The macabre toll of the recent fighting between the Congolese army and the Rwandan armed forces and their M23 auxiliaries in the city of Goma is slowly emerging. According to the World Health Organization report, as of January 31, 2025, 773 lifeless bodies have been counted and others are still strewn along the avenues in an advanced state of decomposition. In addition to these deaths, there are approximately 3,000 injured, without sufficient or effective assistance. 

This horrible human butchery adds to the statistics of more than six million men, women and children killed over three decades in these endless wars imposed on the Congolese people. 

Once again, the international community will not say that it did not know. For years, UN reports have pointed out Rwanda’s responsibility in organizing and conducting these wars, but to date, nothing significant has been done to stop these serious violations of international and humanitarian law . On the contrary, the European Union and several Western countries have maintained their cooperation with Rwanda and continue to indirectly finance, with millions of dollars, its warlike and deadly expeditions in the DR Congo as well as the plundering of its mineral resources. 

For decades and again in recent weeks, I have continued to alert and mobilize international opinion on the urgency of imposing peace in the DR Congo and in the African Great Lakes region, but in vain. Compared to the intervention of the West in the war in Ukraine, that of Congo is a neglected war and Congolese lives do not objectively have sufficient value to merit attention. 

It is the policy of double standards and two-speed humanism that we have decried and denounced on several occasions. 

And yet solutions exist to permanently stop this catastrophe. 

First of all, there is an urgent need to cut military and financial aid to Rwanda and impose economic sanctions. 

Then, the Peace, Security and Cooperation Framework Agreement for the DRC and the region, known as the Addis Ababa Framework Agreement, signed on February 24, 2013 by 11 countries (DR Congo, Rwanda, Burundi, Uganda, Angola, Tanzania, Zambia, South Sudan, Central African Republic) joined by Kenya and Sudan on January 31, 2014 as well as the UN, the African Union, the ICGLR, the SADC and sponsored by the European Union, the United States, the United Kingdom, Belgium and France, had already marked the path to a just and lasting peace in the African Great Lakes sub-region. It is more than urgent to implement its recommendations. 

Finally, since the exploitation of natural resources is the real crux of the matter, for weeks and right now, I have been in Europe to raise awareness among governments, international institutions, businesses and civil society organizations about the importance of the legal, peaceful and win-win supply of these resources with a view to ” Business for Peace ” which promotes the sustainable interest of the Congolese people at the same time as that of businesses that want the strategic raw materials that the Congolese subsoil abounds in. This is why, in response to and in support of the initiative of the Peace Pact of the Catholic and Protestant Churches of Congo (CENCO-ECC), I renew my call for the organization of an ” International Conference on Sustainable Peace in the DR Congo and the African Great Lakes Region “. 

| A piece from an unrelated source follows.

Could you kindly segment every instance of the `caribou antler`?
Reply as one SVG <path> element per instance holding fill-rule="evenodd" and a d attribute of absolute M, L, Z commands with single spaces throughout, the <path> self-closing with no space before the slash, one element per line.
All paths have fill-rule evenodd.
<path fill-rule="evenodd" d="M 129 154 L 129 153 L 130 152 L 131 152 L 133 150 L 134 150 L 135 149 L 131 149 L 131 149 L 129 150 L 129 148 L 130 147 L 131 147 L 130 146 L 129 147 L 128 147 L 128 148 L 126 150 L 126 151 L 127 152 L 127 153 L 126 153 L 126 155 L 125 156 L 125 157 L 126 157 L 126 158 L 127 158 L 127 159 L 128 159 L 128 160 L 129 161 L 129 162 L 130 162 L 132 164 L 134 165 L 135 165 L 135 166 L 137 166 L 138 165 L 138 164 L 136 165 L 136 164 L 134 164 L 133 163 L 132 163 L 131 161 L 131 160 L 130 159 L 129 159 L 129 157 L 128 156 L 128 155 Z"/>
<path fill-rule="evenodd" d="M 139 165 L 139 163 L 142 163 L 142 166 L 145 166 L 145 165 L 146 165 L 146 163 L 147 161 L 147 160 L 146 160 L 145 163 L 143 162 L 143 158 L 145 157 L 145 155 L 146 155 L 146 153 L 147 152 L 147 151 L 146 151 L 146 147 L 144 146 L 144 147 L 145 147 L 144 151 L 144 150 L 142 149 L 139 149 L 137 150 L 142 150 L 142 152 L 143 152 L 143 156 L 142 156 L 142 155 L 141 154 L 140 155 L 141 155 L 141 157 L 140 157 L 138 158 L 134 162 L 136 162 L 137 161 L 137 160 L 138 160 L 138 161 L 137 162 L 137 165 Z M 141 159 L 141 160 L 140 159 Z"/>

I strongly condemn this new attack by Rwanda-M23 and the massacres that followed, 

I strongly condemn the complicit silence and inaction of the international community in the face of the serious violations of human rights and humanitarian rights committed in the DR Congo, 

I call on the Congolese people to unite around peace through the initiatives of CENCO-ECC and an international Conference on Peace, 

I express my compassion to the people of North Kivu and Goma in the painful ordeal they are going through, 

I extend my deepest condolences to the families of our fallen soldiers and to all those who have lost a loved one in this war, 

I express my full support to the people of South Kivu and Bukavu who live in fear, haunted by the spectre of a war that is dangerously approaching. 

I am committed to relentlessly continuing my national and international advocacy for Peace in the DR Congo and in the African Great Lakes region. 

Hold on my dear compatriots, GOD IS FOR US.